The recommendation of the Council conclusions to “present coherent and streamlined financing schemes” may help address this problem. The establishment of the “Global Europe” fund, which unifies several EU external action instruments, appears to be a step in the right direction. However, the EU should be careful to make sure that such efforts go beyond branding and bureaucratic re-organization. It can ensure this by cutting red tape and making application processes clearer for recipient countries.
Regarding increasing accessibility of funds, the Council recommends mobilizing “the private sector to finance and implement projects.” Yet, persuading private investors to put capital into low short-term yield, high-risk infrastructure projects is the holy grail of development finance. The problem is a lack of bankable infrastructure projects, leading to a decline of private investment in developing country infrastructure by 36 percent over the past 10 years. The calls repeated in the Council conclusions for a “Business Advisory Group” for private-public consultation and coordination on projects is certainly an important step in this process.

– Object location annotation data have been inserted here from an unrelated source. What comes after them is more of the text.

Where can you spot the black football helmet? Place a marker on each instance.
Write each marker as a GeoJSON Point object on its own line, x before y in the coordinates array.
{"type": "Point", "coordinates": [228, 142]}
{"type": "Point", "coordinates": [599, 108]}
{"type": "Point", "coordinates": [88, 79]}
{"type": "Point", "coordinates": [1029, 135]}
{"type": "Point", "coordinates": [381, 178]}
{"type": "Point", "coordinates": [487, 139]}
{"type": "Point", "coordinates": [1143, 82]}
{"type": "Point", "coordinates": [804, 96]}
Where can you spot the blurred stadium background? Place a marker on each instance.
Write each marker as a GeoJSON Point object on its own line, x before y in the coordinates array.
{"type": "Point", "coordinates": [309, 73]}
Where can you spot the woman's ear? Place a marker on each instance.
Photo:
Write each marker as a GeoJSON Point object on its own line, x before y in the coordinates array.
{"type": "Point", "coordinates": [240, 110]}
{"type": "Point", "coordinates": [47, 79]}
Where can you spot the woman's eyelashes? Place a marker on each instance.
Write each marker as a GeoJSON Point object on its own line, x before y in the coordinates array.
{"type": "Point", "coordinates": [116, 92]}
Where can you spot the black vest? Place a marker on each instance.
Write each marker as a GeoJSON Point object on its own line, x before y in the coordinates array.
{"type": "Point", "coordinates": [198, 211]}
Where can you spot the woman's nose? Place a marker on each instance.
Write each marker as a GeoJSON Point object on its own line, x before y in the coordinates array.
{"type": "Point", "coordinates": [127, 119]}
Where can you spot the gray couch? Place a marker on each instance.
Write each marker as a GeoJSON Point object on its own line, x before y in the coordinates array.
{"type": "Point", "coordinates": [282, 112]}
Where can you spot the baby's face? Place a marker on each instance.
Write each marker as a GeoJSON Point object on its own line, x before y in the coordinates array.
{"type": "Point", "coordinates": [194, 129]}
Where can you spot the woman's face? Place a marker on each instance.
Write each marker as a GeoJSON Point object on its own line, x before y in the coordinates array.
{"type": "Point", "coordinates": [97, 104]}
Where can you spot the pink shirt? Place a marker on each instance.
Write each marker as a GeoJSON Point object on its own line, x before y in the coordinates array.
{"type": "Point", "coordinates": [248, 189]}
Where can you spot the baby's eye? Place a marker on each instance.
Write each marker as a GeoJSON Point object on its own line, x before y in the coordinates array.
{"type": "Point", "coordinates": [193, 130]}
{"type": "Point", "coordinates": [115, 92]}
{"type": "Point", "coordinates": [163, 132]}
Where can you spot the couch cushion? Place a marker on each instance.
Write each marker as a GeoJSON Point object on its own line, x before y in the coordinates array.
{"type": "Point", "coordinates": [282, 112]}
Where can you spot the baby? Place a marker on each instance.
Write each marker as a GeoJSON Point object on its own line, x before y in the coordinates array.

BRI-style hard infrastructure projects are appealing for local elites
BRI also appeals to host countries because it facilitates often large-scale hard infrastructure projects that are unable to attract financing from status-quo international financial institutions because they are deemed too risky or otherwise unsustainable. For example, the Chinese financed controversial highway in Montenegro was first turned down by the European Bank for Reconstruction and Development as commercially unviable.
Such projects are attractive to local elites because they are deemed necessary long-term investments for economic development, and/or because they provide kickbacks and political capital. A big bridge simply provides a better photo opportunity for the campaign trail than a cluster of small EU grants for private enterprise. If the EU were to put itself more often in the shoes of local elites and appreciate their political considerations, it could increase the appeal and impact of its connectivity schemes.
The Council conclusions call on the commission to “identify and implement a set of high impact and visible projects” as part of the new connectivity strategy, thus acknowledging a need for more physical infrastructure.
BRI’s successes and failures could inspire the EU
Just as the EU is gearing up to compete with BRI on the assumption of its success in creating economic leverage and generating political influence, there is evidence to suggest that the BRI as we know it – big loans for infrastructure projects – is in retreat. Although the specifics are contested, anecdotal evidence and data from Boston University show that policy bank loans from China peaked as early as 2016 and have been declining since.
Although it is often thought of in terms of strategic economic corridors, the reality of the BRI is that projects are rarely planned with network effects in mind. By deploying its expertise in connectivity and planning economic corridors that further EU strategic interests, the EU could achieve what the BRI set out but failed to do.
Framing the new connectivity strategy as a competition with China may be unnecessary. Neither does the EU need to ape the BRI. Instead, it should embark on its course correction taking BRI’s successes and failures as inspiration.